A opção pela via democrático-burguesa fica comprovada como total oportunismo
e colaboracionismo de classe, o movimento popular-operário ao defender essa via
e o PT só leva o povo a derrota.
As recentes demonstrações desses movimentos são a prova da tese bakuninista de que a opção reformista de nada leva a classe
trabalhadora à vitória. A necessidade de reconstruir o movimento
popular-operário se mostra mais do que necessário. A CUT já se entregou ao
projeto neoliberal colaborando com o PT e a burguesia.
A recente crise política do governo demonstrou o funcionamento
das estruturas do sistema democrático burguês e os movimentos sociais saíram
logo a defende-lo. De mãos
dadas com as frações da classe burguesa e com os oligarcas do congresso CUT,
MST, UNE , CMS deram a demonstração clara da opção colaboracionista.
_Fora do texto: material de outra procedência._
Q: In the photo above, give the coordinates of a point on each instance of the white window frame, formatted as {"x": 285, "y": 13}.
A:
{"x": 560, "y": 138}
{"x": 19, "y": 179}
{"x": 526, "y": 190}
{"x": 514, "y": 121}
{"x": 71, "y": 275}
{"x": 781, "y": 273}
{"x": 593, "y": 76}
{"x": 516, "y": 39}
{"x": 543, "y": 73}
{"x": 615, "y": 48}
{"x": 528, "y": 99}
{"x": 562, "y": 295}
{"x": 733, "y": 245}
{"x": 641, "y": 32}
Apoio ao governo e cargos nos ministérios,
tal qual faz a direita. Não devemos esquecer que CUT e MST indicaram nomes para cargos
no governo Lula, principalmente no Ministério do Desenvolvimento Agrária, que
mesmo assentando menos famílias que o Governo FHC, sofreu muito menos invasões
por parte do Movimento dos Trabalhadores Rurais Sem Terra.
No dia 16 de agosto desse ano, os movimentos sociais e sindicais
governistas deram mais uma prova de suas práticas colaboracionistas, pois
mobilizaram bases sindicais, populares, camponesas e estudantis numa marcha
“contra a corrupção e em apoio ao Governo Lula”. Essa marcha foi organizada às
pressas numa tentativa de ofuscar a manifestação do movimento popular-operário
combativo e anti-governista que havia sido marcada
primeiro e ocorreu dia seguinte reunindo entorno de 15 mil manifestantes.
A marcha “chapa branca”, do dia 16, reuniu seis mil pessoas para
fazer coro junto com a Fiesp, Firjan e com a Febraban na defesa do Governo. Deixando explicito que esse governo
de frente popular, na verdade, promove a colaboração entre setores do
proletariado e a burguesia dominante.
Está na hora combater o colaboracionismo de classe. Retomar as
ações diretas e reconstruir o movimento pela base denunciando a via eleitoral
burguesa como colaboracionista e mantenedora do Sistema Capitalista.